Поросятам я вообще-то симпатизирую, но что за жизнь, если приходится пугаться даже поросенка!.. Хочу в Таллин, страшно тоскую по Сирье.
* * *Что такое побег?
Физическое ощущение свободы – и только.
* * *Здравствуй, Сирье!
Сижу на вокзале и пишу тебе письмо, которое ты не получишь, потому что я запишу его в свой дневник. Мне так нужно сейчас с кем-то поговорить; а не с кем – вокзал есть вокзал, людей кругом сколько угодно, но какое им дело до меня?
Сир, мне надоело лишь играть роль человека, я хочу им быть. Я всегда смеялся над тобой, над твоими нравоучениями, но сейчас, вот сегодня, здесь, на вокзале, я понимаю, что ты не стала бы со мной ни о чем говорить, если бы не была уверена, что я стану человеком!
Я сегодня наблюдал, как работали строители. Они рыли котлован, были увлечены делом. Я подошел к ним, и они все на меня с любопытством уставились: мол, что за личность, в шляпе – штымп какой-то… Какая-то шустрая девчонка спросила:
– Вы новый каменщик?
Не знаю почему, но я сказал – да. Они мне все представились, жали руку. Спросили, когда выйду на работу. Я что-то соврал. Когда они закончили работу и пошли мыться, я пошел с ними. На миг почувствовал себя, как они. Никакой опасности, определенность. А потом они пошли домой, а я – на вокзал. Сейчас они все, наверное, разбежались, кто в кино, кто в школу, кто на свиданье. А я размышляю, куда направить свои стопы отсюда, и завтрашний день для меня так же в тумане, как и послезавтрашний.

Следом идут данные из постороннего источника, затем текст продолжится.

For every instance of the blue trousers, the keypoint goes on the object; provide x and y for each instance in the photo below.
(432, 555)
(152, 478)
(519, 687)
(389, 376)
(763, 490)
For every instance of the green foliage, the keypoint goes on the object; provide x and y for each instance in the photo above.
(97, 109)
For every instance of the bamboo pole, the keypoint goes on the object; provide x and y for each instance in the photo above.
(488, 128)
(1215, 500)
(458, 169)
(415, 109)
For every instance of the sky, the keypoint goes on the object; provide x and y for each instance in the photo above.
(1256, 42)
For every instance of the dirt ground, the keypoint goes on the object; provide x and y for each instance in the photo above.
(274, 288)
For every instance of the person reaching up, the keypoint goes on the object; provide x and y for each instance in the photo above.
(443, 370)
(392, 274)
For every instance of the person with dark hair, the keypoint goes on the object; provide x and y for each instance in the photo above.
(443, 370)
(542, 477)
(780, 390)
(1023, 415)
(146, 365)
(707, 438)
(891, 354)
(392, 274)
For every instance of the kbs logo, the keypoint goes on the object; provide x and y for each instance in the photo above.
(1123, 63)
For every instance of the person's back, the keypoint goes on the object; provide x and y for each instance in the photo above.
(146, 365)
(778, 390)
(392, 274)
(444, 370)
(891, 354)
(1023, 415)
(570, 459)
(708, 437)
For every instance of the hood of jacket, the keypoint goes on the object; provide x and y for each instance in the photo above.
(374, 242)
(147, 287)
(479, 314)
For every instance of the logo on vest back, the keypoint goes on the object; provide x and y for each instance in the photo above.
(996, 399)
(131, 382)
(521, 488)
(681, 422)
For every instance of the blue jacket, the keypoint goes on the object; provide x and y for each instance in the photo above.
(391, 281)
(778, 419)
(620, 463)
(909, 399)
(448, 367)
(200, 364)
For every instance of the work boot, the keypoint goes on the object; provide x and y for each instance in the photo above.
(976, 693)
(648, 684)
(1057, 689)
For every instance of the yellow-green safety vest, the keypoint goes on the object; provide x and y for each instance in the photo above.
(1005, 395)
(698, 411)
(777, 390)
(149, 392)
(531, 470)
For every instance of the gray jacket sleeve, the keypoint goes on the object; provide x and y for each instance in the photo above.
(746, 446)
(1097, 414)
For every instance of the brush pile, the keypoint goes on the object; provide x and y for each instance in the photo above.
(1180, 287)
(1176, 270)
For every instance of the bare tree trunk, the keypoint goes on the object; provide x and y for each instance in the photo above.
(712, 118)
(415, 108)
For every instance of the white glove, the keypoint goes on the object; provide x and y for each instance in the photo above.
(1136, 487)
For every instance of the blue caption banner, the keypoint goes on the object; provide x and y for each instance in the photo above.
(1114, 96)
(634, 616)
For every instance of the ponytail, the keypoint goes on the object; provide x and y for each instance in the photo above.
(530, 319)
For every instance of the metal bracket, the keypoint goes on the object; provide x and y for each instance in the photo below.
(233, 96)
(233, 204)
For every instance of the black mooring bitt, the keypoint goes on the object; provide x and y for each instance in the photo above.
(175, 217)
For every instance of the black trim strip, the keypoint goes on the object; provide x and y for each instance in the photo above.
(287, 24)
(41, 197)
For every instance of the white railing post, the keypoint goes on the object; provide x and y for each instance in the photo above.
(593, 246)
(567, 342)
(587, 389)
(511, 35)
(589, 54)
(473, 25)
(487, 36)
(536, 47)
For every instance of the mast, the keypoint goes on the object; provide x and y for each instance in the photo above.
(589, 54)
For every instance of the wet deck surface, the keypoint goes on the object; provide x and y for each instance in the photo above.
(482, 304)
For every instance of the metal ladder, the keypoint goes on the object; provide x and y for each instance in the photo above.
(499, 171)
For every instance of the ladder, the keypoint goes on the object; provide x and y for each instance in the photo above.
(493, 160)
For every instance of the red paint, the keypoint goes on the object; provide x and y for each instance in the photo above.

Для меня существует лишь одна-единственная категория людей, такие, как Реcт, Пузо, Проныра и прочие. С ними мне не надо притворяться, потому что они такие же, как и я. Нас вечно окружает атмосфера жестокости, опасности, подлости: нам доступны только физические удоволь-ствия от вкусной еды, если удастся вкусно поесть, от женщин, которых нам любить некогда и невозможно, от вина. А когда мы встречаем что-нибудь хорошее, чистое, благородное – оно нам кажется недоступным, мы чувствуем себя разбитыми, пустыми, стараемся высмеять все хорошее, оправдываясь своей философией, которая, конечно же, нас оправдывает. Мы ищем общества только таких, как мы. Иные пути, чем те, которыми идем, для нас вроде неприемлемы, хотя они, может, не менее трудны, чем те, которыми мы идем. А пути другие существуют, и люди другие существуют, и жизнь другая тоже. Но мои пути не могут переплестись с путями-дорогами хороших людей, потому что от них я должен скрываться, перед ними я должен притворяться. Перед ними я только играю роль человека, и то не всегда удачно, потому что нельзя подражать тому, кого ты сам хорошо не знаешь.